We have limits, set boundaries, and make rules for ourselves and the ones we have authority over. Why? Because we are mean tyrants who don’t allow any fun? No; because of love.

We don’t have to be harsh, aka ‘unloving’, in the dispensation of the rules. But, it’s certainly not wrong to set them and enforce them.  And it’s not that we don’t understand or have compassion when people break them or go beyond the limits. What child hasn’t touched the proverbial hot stove even when mom said, ‘you shouldn’t do that?” Like Christ, we welcome those who go beyond the limits and return, with love. Very similar to the story of the prodigal son who realized that when he lived beyond his father’s limits, he was starving to death- longing to eat the food he was feeding to pigs. He humbled himself and returned home to his father. His father ran to him, embraced him, and killed the fattened calf upon his return.  

What does true, real love look like? The bible teaches God is love. And he sent Jesus to live that love perfectly.  Jesus literally personified love.  Was Jesus’s love limitless? On one hand Jesus’ love for sinners was limitless in how he reached out to meet them where they were. He ate with them when no one else would. He showed them dignity and compassion when others wanted to only throw stones. He ultimately died for them, and all of us who have ever crossed one of the boundaries His Father set in place out of love (that’s all of us).   

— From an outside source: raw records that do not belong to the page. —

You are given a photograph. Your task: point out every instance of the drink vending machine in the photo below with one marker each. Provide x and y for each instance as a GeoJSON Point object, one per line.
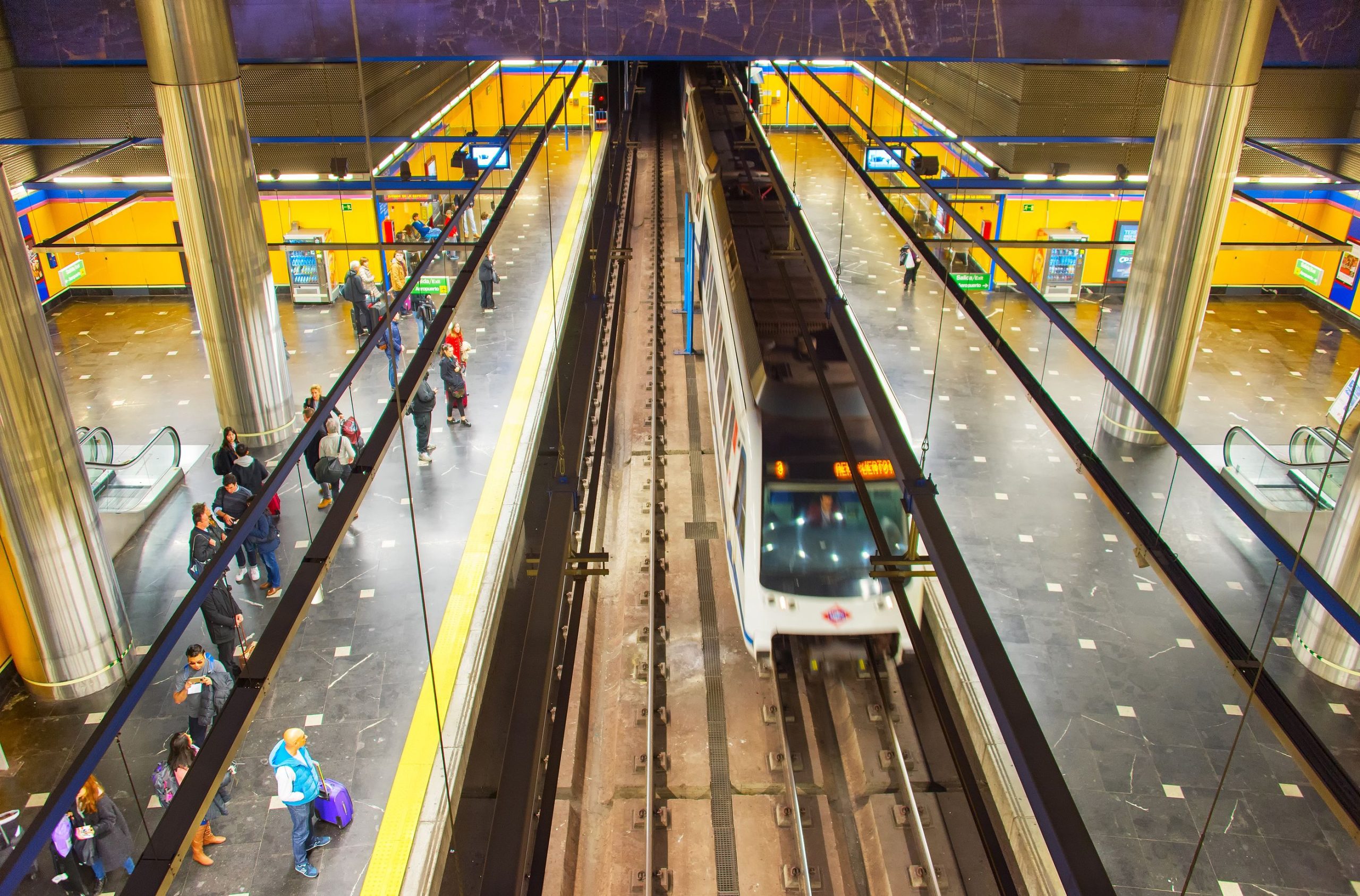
{"type": "Point", "coordinates": [309, 267]}
{"type": "Point", "coordinates": [1058, 270]}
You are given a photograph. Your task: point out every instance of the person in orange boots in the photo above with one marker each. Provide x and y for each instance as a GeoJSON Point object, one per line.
{"type": "Point", "coordinates": [171, 774]}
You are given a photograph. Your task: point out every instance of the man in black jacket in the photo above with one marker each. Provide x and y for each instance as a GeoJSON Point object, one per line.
{"type": "Point", "coordinates": [312, 455]}
{"type": "Point", "coordinates": [249, 471]}
{"type": "Point", "coordinates": [230, 505]}
{"type": "Point", "coordinates": [422, 406]}
{"type": "Point", "coordinates": [222, 616]}
{"type": "Point", "coordinates": [358, 298]}
{"type": "Point", "coordinates": [203, 540]}
{"type": "Point", "coordinates": [489, 278]}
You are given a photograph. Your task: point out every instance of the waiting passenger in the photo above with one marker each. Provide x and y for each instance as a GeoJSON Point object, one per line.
{"type": "Point", "coordinates": [422, 406]}
{"type": "Point", "coordinates": [183, 752]}
{"type": "Point", "coordinates": [358, 300]}
{"type": "Point", "coordinates": [298, 778]}
{"type": "Point", "coordinates": [487, 275]}
{"type": "Point", "coordinates": [455, 385]}
{"type": "Point", "coordinates": [335, 457]}
{"type": "Point", "coordinates": [251, 474]}
{"type": "Point", "coordinates": [910, 263]}
{"type": "Point", "coordinates": [203, 684]}
{"type": "Point", "coordinates": [230, 505]}
{"type": "Point", "coordinates": [203, 540]}
{"type": "Point", "coordinates": [98, 819]}
{"type": "Point", "coordinates": [226, 455]}
{"type": "Point", "coordinates": [455, 339]}
{"type": "Point", "coordinates": [264, 540]}
{"type": "Point", "coordinates": [391, 344]}
{"type": "Point", "coordinates": [310, 456]}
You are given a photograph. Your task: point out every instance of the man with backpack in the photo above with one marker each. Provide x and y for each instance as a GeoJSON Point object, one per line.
{"type": "Point", "coordinates": [358, 300]}
{"type": "Point", "coordinates": [202, 687]}
{"type": "Point", "coordinates": [422, 406]}
{"type": "Point", "coordinates": [264, 540]}
{"type": "Point", "coordinates": [910, 263]}
{"type": "Point", "coordinates": [455, 385]}
{"type": "Point", "coordinates": [230, 505]}
{"type": "Point", "coordinates": [221, 612]}
{"type": "Point", "coordinates": [391, 344]}
{"type": "Point", "coordinates": [423, 309]}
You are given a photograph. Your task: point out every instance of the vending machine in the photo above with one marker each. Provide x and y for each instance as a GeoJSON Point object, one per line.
{"type": "Point", "coordinates": [1060, 267]}
{"type": "Point", "coordinates": [309, 267]}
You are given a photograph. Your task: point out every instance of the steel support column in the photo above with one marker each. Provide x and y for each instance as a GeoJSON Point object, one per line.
{"type": "Point", "coordinates": [67, 626]}
{"type": "Point", "coordinates": [1215, 67]}
{"type": "Point", "coordinates": [192, 60]}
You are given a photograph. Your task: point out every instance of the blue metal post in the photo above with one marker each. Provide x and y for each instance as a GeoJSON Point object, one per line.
{"type": "Point", "coordinates": [992, 274]}
{"type": "Point", "coordinates": [688, 279]}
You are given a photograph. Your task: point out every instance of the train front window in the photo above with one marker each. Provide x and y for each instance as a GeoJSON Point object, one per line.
{"type": "Point", "coordinates": [815, 539]}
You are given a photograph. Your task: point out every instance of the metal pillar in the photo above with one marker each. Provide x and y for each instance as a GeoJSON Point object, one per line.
{"type": "Point", "coordinates": [1320, 642]}
{"type": "Point", "coordinates": [1215, 66]}
{"type": "Point", "coordinates": [66, 623]}
{"type": "Point", "coordinates": [192, 60]}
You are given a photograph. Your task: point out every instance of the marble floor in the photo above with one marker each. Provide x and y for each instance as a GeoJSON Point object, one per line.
{"type": "Point", "coordinates": [353, 672]}
{"type": "Point", "coordinates": [1137, 705]}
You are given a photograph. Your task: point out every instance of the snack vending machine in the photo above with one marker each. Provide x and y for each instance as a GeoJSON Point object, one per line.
{"type": "Point", "coordinates": [309, 267]}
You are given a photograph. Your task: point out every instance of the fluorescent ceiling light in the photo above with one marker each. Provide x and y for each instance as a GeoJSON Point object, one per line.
{"type": "Point", "coordinates": [1089, 178]}
{"type": "Point", "coordinates": [1293, 180]}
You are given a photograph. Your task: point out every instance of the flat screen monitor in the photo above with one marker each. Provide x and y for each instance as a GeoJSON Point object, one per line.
{"type": "Point", "coordinates": [486, 156]}
{"type": "Point", "coordinates": [878, 159]}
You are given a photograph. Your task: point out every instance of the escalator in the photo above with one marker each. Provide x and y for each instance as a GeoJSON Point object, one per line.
{"type": "Point", "coordinates": [1286, 483]}
{"type": "Point", "coordinates": [130, 482]}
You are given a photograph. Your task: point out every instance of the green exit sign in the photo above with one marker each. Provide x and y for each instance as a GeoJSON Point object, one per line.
{"type": "Point", "coordinates": [1307, 271]}
{"type": "Point", "coordinates": [71, 272]}
{"type": "Point", "coordinates": [430, 286]}
{"type": "Point", "coordinates": [970, 279]}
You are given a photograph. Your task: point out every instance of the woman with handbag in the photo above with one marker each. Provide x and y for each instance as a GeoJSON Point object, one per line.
{"type": "Point", "coordinates": [455, 385]}
{"type": "Point", "coordinates": [100, 823]}
{"type": "Point", "coordinates": [183, 752]}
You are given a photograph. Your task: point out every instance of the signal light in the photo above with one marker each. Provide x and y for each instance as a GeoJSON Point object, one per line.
{"type": "Point", "coordinates": [878, 468]}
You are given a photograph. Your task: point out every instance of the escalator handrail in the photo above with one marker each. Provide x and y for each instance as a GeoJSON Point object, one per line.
{"type": "Point", "coordinates": [1332, 440]}
{"type": "Point", "coordinates": [117, 465]}
{"type": "Point", "coordinates": [88, 434]}
{"type": "Point", "coordinates": [1227, 458]}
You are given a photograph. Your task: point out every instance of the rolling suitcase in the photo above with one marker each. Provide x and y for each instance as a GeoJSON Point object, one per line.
{"type": "Point", "coordinates": [335, 805]}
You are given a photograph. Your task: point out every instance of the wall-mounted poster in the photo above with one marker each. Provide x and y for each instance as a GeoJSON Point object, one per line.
{"type": "Point", "coordinates": [1348, 266]}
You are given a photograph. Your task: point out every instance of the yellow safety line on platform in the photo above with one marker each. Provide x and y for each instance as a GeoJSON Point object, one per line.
{"type": "Point", "coordinates": [392, 851]}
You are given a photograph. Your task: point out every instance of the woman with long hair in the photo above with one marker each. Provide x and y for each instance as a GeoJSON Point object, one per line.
{"type": "Point", "coordinates": [226, 455]}
{"type": "Point", "coordinates": [183, 752]}
{"type": "Point", "coordinates": [98, 819]}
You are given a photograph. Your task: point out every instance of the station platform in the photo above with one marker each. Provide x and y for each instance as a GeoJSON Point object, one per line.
{"type": "Point", "coordinates": [1135, 701]}
{"type": "Point", "coordinates": [354, 673]}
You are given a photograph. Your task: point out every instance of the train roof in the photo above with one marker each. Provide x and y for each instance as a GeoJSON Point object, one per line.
{"type": "Point", "coordinates": [761, 234]}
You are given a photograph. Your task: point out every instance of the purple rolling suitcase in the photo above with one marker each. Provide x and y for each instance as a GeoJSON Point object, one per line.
{"type": "Point", "coordinates": [335, 805]}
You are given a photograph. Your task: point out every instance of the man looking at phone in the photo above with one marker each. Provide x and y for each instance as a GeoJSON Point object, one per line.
{"type": "Point", "coordinates": [205, 684]}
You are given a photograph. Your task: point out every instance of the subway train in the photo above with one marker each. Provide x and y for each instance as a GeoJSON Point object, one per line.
{"type": "Point", "coordinates": [797, 539]}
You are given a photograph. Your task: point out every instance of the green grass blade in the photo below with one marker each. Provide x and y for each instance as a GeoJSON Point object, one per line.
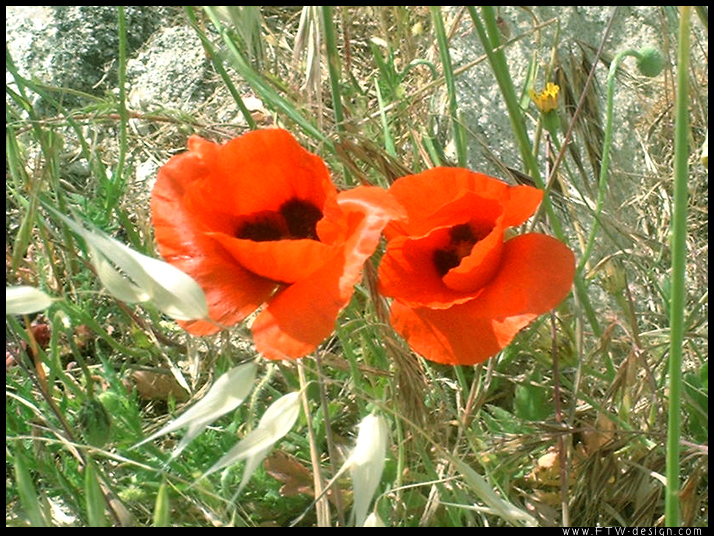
{"type": "Point", "coordinates": [333, 63]}
{"type": "Point", "coordinates": [443, 42]}
{"type": "Point", "coordinates": [218, 65]}
{"type": "Point", "coordinates": [162, 509]}
{"type": "Point", "coordinates": [94, 497]}
{"type": "Point", "coordinates": [269, 95]}
{"type": "Point", "coordinates": [679, 260]}
{"type": "Point", "coordinates": [28, 493]}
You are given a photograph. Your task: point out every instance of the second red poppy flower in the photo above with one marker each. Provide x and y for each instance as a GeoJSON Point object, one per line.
{"type": "Point", "coordinates": [258, 220]}
{"type": "Point", "coordinates": [461, 290]}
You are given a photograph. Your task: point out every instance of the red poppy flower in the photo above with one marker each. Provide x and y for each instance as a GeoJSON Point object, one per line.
{"type": "Point", "coordinates": [258, 220]}
{"type": "Point", "coordinates": [461, 291]}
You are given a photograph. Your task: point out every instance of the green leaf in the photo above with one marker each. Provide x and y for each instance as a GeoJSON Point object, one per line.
{"type": "Point", "coordinates": [24, 300]}
{"type": "Point", "coordinates": [225, 395]}
{"type": "Point", "coordinates": [276, 422]}
{"type": "Point", "coordinates": [366, 463]}
{"type": "Point", "coordinates": [94, 497]}
{"type": "Point", "coordinates": [28, 494]}
{"type": "Point", "coordinates": [162, 509]}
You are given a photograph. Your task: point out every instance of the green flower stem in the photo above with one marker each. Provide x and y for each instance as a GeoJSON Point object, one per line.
{"type": "Point", "coordinates": [117, 181]}
{"type": "Point", "coordinates": [605, 161]}
{"type": "Point", "coordinates": [679, 253]}
{"type": "Point", "coordinates": [333, 63]}
{"type": "Point", "coordinates": [443, 41]}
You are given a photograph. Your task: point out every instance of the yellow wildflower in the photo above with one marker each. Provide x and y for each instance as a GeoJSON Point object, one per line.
{"type": "Point", "coordinates": [546, 100]}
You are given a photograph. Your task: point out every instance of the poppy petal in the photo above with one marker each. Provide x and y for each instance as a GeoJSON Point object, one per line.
{"type": "Point", "coordinates": [284, 261]}
{"type": "Point", "coordinates": [478, 268]}
{"type": "Point", "coordinates": [302, 315]}
{"type": "Point", "coordinates": [535, 275]}
{"type": "Point", "coordinates": [451, 336]}
{"type": "Point", "coordinates": [231, 291]}
{"type": "Point", "coordinates": [421, 193]}
{"type": "Point", "coordinates": [263, 169]}
{"type": "Point", "coordinates": [408, 272]}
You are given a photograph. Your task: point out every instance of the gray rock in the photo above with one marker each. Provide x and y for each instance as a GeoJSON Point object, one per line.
{"type": "Point", "coordinates": [75, 47]}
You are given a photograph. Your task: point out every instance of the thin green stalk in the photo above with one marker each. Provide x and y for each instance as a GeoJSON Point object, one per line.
{"type": "Point", "coordinates": [443, 42]}
{"type": "Point", "coordinates": [269, 95]}
{"type": "Point", "coordinates": [117, 181]}
{"type": "Point", "coordinates": [333, 64]}
{"type": "Point", "coordinates": [218, 65]}
{"type": "Point", "coordinates": [388, 140]}
{"type": "Point", "coordinates": [605, 161]}
{"type": "Point", "coordinates": [679, 256]}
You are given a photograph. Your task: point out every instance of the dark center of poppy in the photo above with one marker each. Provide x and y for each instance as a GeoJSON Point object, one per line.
{"type": "Point", "coordinates": [295, 219]}
{"type": "Point", "coordinates": [462, 239]}
{"type": "Point", "coordinates": [301, 218]}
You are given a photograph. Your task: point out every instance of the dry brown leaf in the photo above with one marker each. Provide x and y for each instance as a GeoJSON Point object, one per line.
{"type": "Point", "coordinates": [157, 385]}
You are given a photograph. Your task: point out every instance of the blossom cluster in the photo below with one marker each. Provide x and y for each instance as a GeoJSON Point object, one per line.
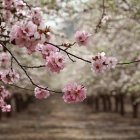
{"type": "Point", "coordinates": [101, 63]}
{"type": "Point", "coordinates": [26, 29]}
{"type": "Point", "coordinates": [4, 95]}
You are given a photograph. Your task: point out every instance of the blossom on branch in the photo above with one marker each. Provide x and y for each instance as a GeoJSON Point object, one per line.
{"type": "Point", "coordinates": [101, 63]}
{"type": "Point", "coordinates": [9, 76]}
{"type": "Point", "coordinates": [41, 93]}
{"type": "Point", "coordinates": [55, 62]}
{"type": "Point", "coordinates": [46, 49]}
{"type": "Point", "coordinates": [74, 93]}
{"type": "Point", "coordinates": [82, 38]}
{"type": "Point", "coordinates": [4, 94]}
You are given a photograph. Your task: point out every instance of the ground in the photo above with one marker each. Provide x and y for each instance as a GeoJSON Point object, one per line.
{"type": "Point", "coordinates": [52, 119]}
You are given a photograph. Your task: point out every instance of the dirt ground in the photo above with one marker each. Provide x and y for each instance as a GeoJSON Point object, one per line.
{"type": "Point", "coordinates": [52, 119]}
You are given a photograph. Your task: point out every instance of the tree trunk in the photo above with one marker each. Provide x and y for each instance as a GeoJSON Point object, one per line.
{"type": "Point", "coordinates": [135, 110]}
{"type": "Point", "coordinates": [104, 103]}
{"type": "Point", "coordinates": [122, 109]}
{"type": "Point", "coordinates": [116, 103]}
{"type": "Point", "coordinates": [96, 103]}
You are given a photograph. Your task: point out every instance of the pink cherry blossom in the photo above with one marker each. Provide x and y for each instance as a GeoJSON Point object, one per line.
{"type": "Point", "coordinates": [4, 58]}
{"type": "Point", "coordinates": [2, 102]}
{"type": "Point", "coordinates": [106, 18]}
{"type": "Point", "coordinates": [100, 63]}
{"type": "Point", "coordinates": [82, 38]}
{"type": "Point", "coordinates": [28, 28]}
{"type": "Point", "coordinates": [6, 108]}
{"type": "Point", "coordinates": [111, 62]}
{"type": "Point", "coordinates": [36, 16]}
{"type": "Point", "coordinates": [9, 76]}
{"type": "Point", "coordinates": [19, 4]}
{"type": "Point", "coordinates": [4, 93]}
{"type": "Point", "coordinates": [46, 49]}
{"type": "Point", "coordinates": [41, 93]}
{"type": "Point", "coordinates": [74, 93]}
{"type": "Point", "coordinates": [7, 4]}
{"type": "Point", "coordinates": [55, 62]}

But one thing he didn’t do: agree with their sin – their decisions to leave the boundary His father set. After healing people, Jesus would often say, “Go now, and leave your life of sin.” (see John 8:11) In doing so, he was upholding the fact that His father’s boundaries were good. Why? Because they offered life and protection and healing. His father’s boundaries were made in love because he literally knows what is the best path for us, his creation.

It seems people today are doing their hardest job to either redefine the boundaries God gave out of love. Or to try to make a version of God based on their own desires (re-create the boundary-maker in their own image to suit their desires). Or lastly, redefine love as having no boundaries….which is well…unloving. Oh, that we would return to the Father of our souls and his loving boundaries, and live!